E quais são os valores sobre os quais
o homem pode alicerçar com segurança a sua vida? Não é difícil descobri-los;
são as obras de misericórdia (vv.35-36.42):dar de comer a quem tem fome, sede, acolher
o forasteiro, vestir o nu, visitar o doente e o encarcerado.

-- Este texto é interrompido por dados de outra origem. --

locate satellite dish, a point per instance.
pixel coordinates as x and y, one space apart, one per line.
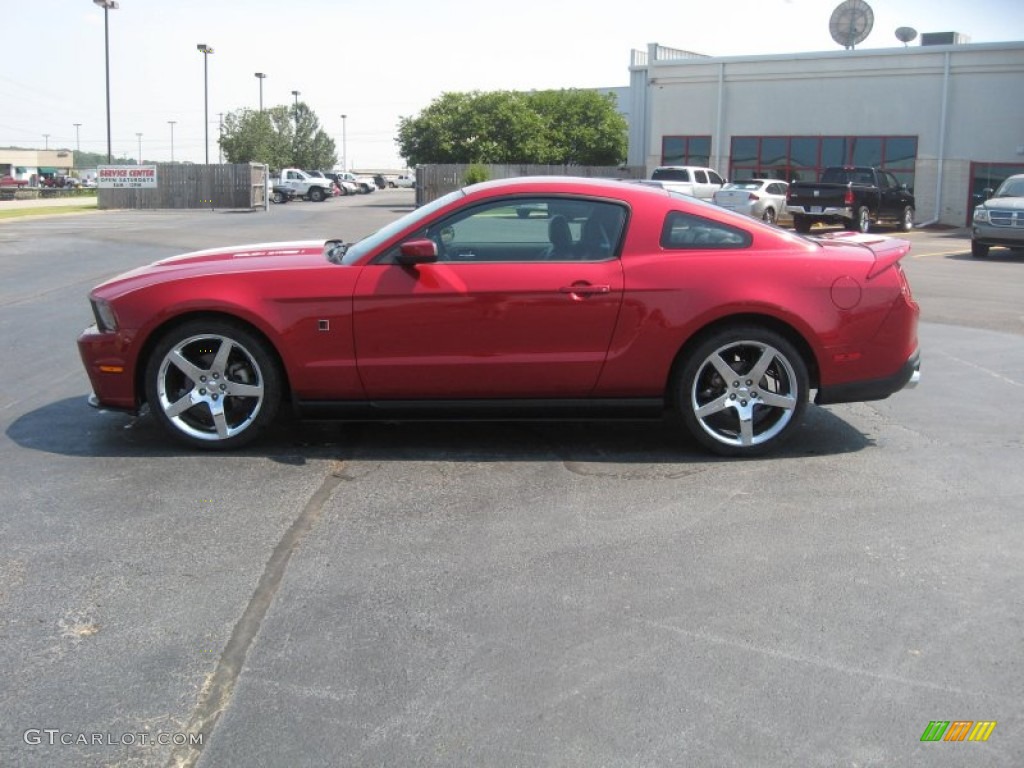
905 34
851 23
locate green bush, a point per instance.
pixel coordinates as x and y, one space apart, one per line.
475 174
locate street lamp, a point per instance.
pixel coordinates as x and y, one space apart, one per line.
108 5
206 50
261 77
344 144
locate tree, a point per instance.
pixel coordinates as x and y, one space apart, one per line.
565 127
281 136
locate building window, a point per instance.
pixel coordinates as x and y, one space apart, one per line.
803 158
686 151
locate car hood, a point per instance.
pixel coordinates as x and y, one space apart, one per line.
232 260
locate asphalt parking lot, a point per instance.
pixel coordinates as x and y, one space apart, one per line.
503 595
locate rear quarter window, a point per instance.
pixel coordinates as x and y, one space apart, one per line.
684 231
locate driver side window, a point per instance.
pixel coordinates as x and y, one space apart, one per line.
527 229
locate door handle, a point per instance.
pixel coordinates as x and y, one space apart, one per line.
585 289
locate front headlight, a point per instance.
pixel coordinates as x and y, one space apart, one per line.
107 321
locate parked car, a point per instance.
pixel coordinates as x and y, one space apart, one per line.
344 185
685 179
653 304
999 220
282 194
314 188
761 198
852 196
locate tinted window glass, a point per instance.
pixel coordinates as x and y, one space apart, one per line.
686 231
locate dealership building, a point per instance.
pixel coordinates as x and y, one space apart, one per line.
945 119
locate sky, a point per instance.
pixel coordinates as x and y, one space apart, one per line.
377 60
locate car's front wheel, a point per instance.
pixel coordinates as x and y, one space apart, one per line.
741 391
213 384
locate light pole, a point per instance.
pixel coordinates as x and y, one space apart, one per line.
206 50
344 144
108 5
261 77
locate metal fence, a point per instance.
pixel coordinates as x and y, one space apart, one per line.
432 181
241 185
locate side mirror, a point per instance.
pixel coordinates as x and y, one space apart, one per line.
417 252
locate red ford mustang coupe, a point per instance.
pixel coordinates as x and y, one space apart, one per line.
561 298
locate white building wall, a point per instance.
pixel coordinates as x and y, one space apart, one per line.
964 102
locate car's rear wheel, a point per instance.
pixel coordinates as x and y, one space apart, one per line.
906 220
862 222
213 384
741 391
801 223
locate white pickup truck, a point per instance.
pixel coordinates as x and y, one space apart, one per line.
303 185
365 183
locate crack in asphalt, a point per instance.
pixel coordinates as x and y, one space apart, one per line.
216 694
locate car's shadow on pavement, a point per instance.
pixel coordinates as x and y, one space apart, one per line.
70 427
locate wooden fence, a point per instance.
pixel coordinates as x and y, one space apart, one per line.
433 181
242 185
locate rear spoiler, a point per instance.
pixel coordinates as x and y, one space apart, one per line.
887 250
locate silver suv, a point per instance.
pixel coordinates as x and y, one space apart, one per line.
999 220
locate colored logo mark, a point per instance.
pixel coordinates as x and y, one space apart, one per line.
958 730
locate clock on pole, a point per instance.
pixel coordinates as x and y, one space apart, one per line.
851 23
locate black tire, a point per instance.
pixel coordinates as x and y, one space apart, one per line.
906 220
213 384
713 408
861 221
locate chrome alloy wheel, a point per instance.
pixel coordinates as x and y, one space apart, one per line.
744 393
210 387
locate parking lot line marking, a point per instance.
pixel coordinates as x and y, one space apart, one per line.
929 254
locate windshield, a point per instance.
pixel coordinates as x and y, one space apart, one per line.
671 174
356 251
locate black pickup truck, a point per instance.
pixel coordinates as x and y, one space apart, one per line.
853 196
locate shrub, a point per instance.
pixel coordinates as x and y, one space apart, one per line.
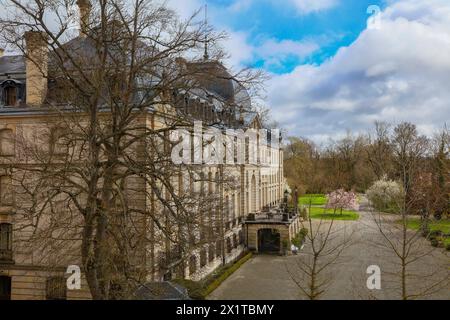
435 242
341 199
199 290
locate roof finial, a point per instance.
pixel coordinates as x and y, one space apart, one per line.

O homem, qualquer homem, independente
de religião, mesmo os ateus, não serão julgados por práticas ou devoções
religiosas. A única coisa que conta é se se praticou ou não a compaixão. É um
convite a praticar o amor desinteressado. Quem age tendo em vista uma
recompensa, mesmo a celeste, ainda não ama com toda a autenticidade. Porque só
há uma maneira de amar a Deus: amar o próximo e segundo o evangelho de hoje é
praticar compaixão ou a misericórdia. S. João: “quem diz que ama a Deus que ele
não vê e não ama o próximo que ele vê é um mentiroso”.
E condenação? A sentença pronunciada
pelo rei não deve ser entendida como condenação de quem errou. É sim uma
dramática denúncia do que não se deve praticar agora se não se pretende
arruinar a própria vida. O Senhor constata o erro, quer que seja evitado, mas
isto não quer dizer que, no fim, ele puna ou destrua o culpado.
Para nós, homens, é justo avaliar o mal cometido e
castigar. A justiça de Deus é completamente diferente. Ele não é justo porque
recompensa e castiga com equidade, mas porque é capaz de transformar em justos os que são maus.
Mas e no fim? Bom! Eu tenho a
profunda convicção que, depois de permitir que (quais cabritinhos) pulemos ora
à direita, ora à esquerda, O Senhor no seu amor onipotente, misericordioso e gratuito,
um dia encontrará a maneira de nos transformar a todos... em ovelhas.